Two more people are killed while Judith, along with her sidekicks Suzie, a dog walker, and Becks, the local vicar’s wife, get themselves into a number of scrapes before solving the cases.
Choose this if you like your mysteries on the lighter side, more like the Thursday Murder Club series, the Agatha Raisin mysteries or the Royal Spyness series.
Speaking of the Thursday Murder Club, Richard Osman’s third entry in the series is just as delightful as the first two. “The Bullet That Missed” finds the intrepid quartet of British retirees digging into yet another cold case that turns red hot.
Most mystery readers I know like to read series in order, so to get up to speed with Elizabeth, Joyce, Ron and Ibrahim, start with “The Thursday Murder Club” then “The Man Who Died Twice.” Each book includes humor with a good dose of tenderness plus a captivating plot with a likable cast of characters.

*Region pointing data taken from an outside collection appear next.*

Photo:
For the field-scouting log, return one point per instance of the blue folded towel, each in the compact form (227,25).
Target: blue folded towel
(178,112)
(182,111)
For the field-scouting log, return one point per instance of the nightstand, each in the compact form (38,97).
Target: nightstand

“The Department of Rare Books and Special Collections” is a lovely standalone mystery by Canadian Eva Jurczyk set in the world of an academic library.
Just as she is nearing retirement, Liesl Weiss becomes interim library director when her boss is hospitalized with a stroke, and the job quickly turns difficult when a priceless manuscript goes missing.

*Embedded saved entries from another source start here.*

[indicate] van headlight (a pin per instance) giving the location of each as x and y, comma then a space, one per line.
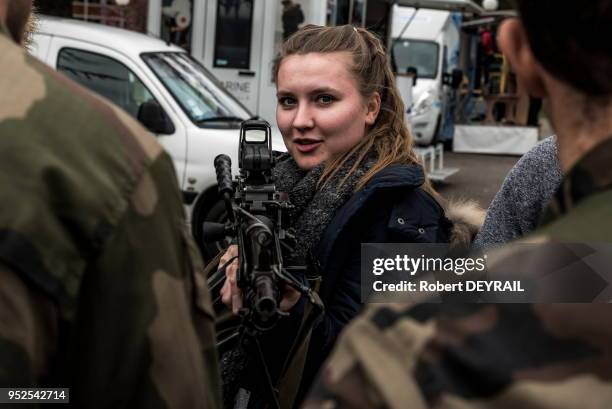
424, 104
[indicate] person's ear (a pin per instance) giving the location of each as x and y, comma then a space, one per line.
514, 44
373, 108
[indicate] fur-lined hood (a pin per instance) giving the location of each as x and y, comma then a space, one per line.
467, 218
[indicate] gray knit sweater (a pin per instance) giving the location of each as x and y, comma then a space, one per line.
527, 189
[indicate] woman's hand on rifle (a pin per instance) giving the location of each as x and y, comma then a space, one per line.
231, 294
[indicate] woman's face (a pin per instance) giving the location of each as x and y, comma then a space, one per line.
320, 111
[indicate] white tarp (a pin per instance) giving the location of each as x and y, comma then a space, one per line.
504, 140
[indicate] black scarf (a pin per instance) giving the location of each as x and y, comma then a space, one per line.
315, 208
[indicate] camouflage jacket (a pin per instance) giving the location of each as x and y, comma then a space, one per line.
100, 284
481, 356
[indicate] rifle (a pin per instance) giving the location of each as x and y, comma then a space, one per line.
259, 222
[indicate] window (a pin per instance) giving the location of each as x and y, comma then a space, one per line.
233, 36
195, 90
422, 55
106, 76
176, 22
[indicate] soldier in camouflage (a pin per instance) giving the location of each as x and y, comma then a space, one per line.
100, 284
511, 355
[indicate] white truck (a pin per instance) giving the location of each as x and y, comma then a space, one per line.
426, 42
168, 91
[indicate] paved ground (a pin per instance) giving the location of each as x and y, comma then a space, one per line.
479, 177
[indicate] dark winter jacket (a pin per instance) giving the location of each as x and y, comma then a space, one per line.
392, 208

When a fellow librarian disappears soon after, thereby becoming the prime suspect, Liesl finds herself at odds with the university president, prominent donors and her coworkers to clear her friend’s name and find the true culprit.
Along the way, the reader learns about Liesl’s sometimes difficult marriage, her connections with colleagues and her career as a rare books librarian.
“Killers of a Certain Age” by Deanna Raybourn presents a more dangerous retirement scenario. Four assassins are about to call it quits when they realize someone wants to silence them for good, and they jump into action to save themselves and find their nemesis.
The plot moved along quickly, but the characters kept me turning the pages. Raybourn creates fully realized women in Billie, Mary Alice, Helen and Natalie, and I loved their chemistry.
Finally, “Murder in Westminster” is the first book in the Lady Worthing Regency era mystery series by Vanessa Riley.
Lady Abigail Worthing finds her neighbor’s body in her yard, and she immediately is a suspect because she is Black, her family has a Past and she has an alibi she can’t reveal: She secretly left a play to attend a pro-abolition meeting.
Surprisingly, she finds herself working the case with the murdered woman’s husband, Stapleton Henderson, and Riley introduces a romantic tension that intrigued me. Abigail’s marriage to Lord Worthing is one of convenience and respect, but he is at sea, and Stapleton’s marriage was over long before his wife was killed.
Abigail is a strong, clever protagonist in the vein of Charlotte Holmes of the Lady Sherlock series by Sherry Thomas. I also appreciated the focus on London’s people of color during that era.